Paulo glanced over at his girlfriend, who glanced back. They embraced and held their kiss for some time and then continued on to the bus station. It was dangerous to stay there, he thought. His girlfriend didn’t seem to have changed a bit, as though all those days—weeks, months, years?—had merely been a short pause in the trip of their dreams, as though the positive memories were what remained and could not be overshadowed by what had happened. He picked up the pace, avoiding any suggestion that everything was her fault, that they never should have stopped to see the sculptures molded by the wind, that if they had kept moving, none of those things would have happened—though it wasn’t anybody’s fault, not his girlfriend’s, not Paulo’s, not that of anyone they knew.
He was being ridiculous and weak. Suddenly he felt a terrible headache, so intense he almost couldn’t walk any further, flee back to the city where he’d grown up, or return to the Gate of the Sun and ask the ancient and forgotten inhabitants there what had happened. He propped himself up against a wall and let the backpack slide to the ground.

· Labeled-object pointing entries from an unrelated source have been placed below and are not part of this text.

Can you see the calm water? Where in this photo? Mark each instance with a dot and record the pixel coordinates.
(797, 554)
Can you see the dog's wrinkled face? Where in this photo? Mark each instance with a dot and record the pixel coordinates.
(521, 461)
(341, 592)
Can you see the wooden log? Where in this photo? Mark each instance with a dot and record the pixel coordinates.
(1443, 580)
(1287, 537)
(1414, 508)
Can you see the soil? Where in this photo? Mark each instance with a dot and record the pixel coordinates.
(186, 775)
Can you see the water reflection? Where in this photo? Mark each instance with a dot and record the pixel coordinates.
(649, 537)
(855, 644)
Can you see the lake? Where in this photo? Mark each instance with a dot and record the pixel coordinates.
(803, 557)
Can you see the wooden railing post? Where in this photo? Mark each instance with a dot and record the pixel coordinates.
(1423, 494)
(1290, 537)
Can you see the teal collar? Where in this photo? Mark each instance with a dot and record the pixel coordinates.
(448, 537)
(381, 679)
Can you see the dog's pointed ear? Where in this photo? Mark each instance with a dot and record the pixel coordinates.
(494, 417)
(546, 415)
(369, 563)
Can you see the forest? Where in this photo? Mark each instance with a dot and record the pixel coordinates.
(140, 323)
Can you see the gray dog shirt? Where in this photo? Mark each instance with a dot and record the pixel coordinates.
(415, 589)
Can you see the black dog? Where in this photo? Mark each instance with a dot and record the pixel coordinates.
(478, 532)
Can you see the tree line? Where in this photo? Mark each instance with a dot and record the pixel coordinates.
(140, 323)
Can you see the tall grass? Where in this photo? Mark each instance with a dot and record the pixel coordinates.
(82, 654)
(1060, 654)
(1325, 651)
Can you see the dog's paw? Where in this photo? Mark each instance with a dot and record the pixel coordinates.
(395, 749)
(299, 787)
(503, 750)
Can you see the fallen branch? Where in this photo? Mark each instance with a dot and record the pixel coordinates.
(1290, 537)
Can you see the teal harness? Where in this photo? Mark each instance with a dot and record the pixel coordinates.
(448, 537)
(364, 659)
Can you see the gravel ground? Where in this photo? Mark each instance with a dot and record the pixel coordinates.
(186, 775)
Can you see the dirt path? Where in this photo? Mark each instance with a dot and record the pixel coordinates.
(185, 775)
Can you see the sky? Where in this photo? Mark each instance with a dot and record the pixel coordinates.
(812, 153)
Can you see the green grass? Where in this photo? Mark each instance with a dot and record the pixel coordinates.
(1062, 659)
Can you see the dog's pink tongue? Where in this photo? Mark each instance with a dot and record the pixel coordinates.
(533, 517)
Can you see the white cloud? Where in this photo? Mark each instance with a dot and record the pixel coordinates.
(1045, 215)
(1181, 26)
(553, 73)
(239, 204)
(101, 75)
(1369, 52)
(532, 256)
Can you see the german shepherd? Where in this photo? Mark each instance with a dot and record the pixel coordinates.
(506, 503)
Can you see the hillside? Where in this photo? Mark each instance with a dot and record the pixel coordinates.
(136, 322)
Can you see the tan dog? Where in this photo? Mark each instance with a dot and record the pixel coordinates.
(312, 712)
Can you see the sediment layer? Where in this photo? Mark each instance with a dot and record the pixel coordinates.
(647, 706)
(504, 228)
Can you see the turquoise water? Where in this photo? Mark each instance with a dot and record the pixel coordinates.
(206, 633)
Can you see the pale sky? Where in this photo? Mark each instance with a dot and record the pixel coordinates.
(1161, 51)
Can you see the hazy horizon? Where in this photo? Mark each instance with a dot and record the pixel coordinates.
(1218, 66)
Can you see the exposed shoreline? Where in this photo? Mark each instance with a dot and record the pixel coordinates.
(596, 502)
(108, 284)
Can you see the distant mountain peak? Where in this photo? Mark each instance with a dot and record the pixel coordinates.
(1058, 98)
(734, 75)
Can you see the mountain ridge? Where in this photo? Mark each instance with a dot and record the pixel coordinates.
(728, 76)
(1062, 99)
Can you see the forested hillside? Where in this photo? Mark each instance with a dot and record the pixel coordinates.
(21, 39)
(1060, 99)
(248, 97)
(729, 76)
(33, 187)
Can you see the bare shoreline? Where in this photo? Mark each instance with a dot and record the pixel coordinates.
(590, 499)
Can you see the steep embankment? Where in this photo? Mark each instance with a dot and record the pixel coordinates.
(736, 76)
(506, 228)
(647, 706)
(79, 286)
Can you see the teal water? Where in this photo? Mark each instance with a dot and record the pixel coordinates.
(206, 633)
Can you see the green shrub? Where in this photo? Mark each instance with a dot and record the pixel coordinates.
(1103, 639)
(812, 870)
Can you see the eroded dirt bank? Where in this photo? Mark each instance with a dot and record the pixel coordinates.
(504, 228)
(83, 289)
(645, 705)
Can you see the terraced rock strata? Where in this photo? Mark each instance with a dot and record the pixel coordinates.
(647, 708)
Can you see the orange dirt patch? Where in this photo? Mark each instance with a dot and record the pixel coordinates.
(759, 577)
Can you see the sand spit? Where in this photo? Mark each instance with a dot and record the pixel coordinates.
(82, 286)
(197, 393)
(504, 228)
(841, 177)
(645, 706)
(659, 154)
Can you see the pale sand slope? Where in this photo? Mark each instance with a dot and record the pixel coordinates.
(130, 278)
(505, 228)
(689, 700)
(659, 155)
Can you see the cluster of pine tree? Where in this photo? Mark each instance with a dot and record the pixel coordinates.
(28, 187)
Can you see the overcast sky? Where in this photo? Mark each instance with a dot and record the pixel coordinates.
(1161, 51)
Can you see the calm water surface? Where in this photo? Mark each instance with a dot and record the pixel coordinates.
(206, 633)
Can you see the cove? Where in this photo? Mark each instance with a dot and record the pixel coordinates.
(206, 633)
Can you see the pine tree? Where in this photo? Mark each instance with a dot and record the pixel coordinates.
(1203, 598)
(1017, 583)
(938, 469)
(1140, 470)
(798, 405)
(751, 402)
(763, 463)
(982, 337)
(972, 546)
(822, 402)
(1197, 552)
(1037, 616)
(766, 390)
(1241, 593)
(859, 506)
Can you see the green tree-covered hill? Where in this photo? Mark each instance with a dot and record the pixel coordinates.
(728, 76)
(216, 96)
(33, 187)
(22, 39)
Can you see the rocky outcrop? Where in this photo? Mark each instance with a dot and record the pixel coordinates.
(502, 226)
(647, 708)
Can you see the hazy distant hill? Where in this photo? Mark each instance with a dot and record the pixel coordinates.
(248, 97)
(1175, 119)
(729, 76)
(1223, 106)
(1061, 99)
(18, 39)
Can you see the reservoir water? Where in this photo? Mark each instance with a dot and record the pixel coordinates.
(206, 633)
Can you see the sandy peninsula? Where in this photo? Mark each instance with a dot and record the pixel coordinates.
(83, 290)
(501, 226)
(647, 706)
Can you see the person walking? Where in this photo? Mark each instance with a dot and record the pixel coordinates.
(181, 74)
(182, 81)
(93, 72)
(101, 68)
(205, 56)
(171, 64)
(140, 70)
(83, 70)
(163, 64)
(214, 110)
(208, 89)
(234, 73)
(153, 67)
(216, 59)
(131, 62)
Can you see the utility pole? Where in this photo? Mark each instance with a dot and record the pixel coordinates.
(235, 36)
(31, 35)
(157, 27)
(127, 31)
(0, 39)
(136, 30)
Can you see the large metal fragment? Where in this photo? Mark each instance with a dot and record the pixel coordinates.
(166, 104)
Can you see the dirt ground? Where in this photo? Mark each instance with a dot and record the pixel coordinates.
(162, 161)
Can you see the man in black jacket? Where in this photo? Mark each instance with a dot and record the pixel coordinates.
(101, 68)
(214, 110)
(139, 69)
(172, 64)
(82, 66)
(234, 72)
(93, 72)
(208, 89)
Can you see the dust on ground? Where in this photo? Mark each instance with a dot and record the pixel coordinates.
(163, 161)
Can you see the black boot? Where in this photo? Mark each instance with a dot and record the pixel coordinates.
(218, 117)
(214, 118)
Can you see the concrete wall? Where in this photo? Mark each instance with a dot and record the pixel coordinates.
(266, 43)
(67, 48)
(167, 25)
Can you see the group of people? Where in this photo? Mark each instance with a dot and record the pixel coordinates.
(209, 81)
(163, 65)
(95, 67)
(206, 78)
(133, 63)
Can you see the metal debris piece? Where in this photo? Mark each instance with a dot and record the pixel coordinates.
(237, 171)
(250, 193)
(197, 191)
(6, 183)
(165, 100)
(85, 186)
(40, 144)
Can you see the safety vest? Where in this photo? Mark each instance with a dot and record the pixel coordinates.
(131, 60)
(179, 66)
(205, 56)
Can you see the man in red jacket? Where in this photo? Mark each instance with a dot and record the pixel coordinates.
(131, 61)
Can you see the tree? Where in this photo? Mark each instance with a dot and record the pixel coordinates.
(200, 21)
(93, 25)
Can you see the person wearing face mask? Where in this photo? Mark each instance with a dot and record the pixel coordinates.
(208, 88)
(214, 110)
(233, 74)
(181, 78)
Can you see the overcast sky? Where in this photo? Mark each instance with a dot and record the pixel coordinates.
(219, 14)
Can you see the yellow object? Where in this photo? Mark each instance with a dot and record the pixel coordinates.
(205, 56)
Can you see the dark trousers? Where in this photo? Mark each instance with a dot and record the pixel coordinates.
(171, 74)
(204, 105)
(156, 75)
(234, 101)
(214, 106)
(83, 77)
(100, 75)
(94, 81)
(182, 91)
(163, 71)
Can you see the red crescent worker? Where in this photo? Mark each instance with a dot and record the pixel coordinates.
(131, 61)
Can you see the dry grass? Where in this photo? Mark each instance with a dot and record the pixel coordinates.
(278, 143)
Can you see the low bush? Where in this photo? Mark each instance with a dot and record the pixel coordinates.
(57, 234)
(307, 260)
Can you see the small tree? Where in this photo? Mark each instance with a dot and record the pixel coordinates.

“You know what that is?” his girlfriend asked—and then quickly gave the answer. “I know the answer because I’ve already been through the same thing when my country was being bombed. The whole time, it was like my brain slowed down, the blood didn’t flow to my arteries the way it did before. It’ll pass in two or three hours, but we’ll buy some aspirin at the bus station.”
She grabbed his backpack, lifted him with her shoulder, and dragged him forward—slowly, at first, then gradually gaining speed.
Oh, woman, what a woman. A shame that when he s
uggested they set off together for the two centers of the world—Piccadilly Circus and Dam Square—she told him she was tired of traveling and, to be honest, she no longer loved him. They ought to go their separate ways.
The train stopped, and the dreaded sign written in several languages came into view: BORDER CONTROL.
Some officers boarded and began to walk the aisles. Paulo was calmer now, the exorcism was over, but he couldn’t get a verse from the Bible, more precisely from the Book of Job, out of his head: “What I feared has come upon me.”
He needed to remain in control—anyone is capable of sniffing out fear.
Whatever. If, as the Argentinean said, the worst thing that could happen would be their getting turned away, there was no problem. There were other borders they could cross. And if somehow they didn’t manage, there was always the other center of the world—Piccadilly Circus.
Paulo was overcome with a deep sense of calm after reliving the terror he’d experienced a year and a half earlier. As though everything truly had to be faced without fear, as a mere fact of life—we don’t choose the things that happen to us, but we can choose how we react to them.
He realized that up until that moment the cancer of injustice, of despair, and of powerlessness had begun spreading throughout his entire astral body, but now he was free.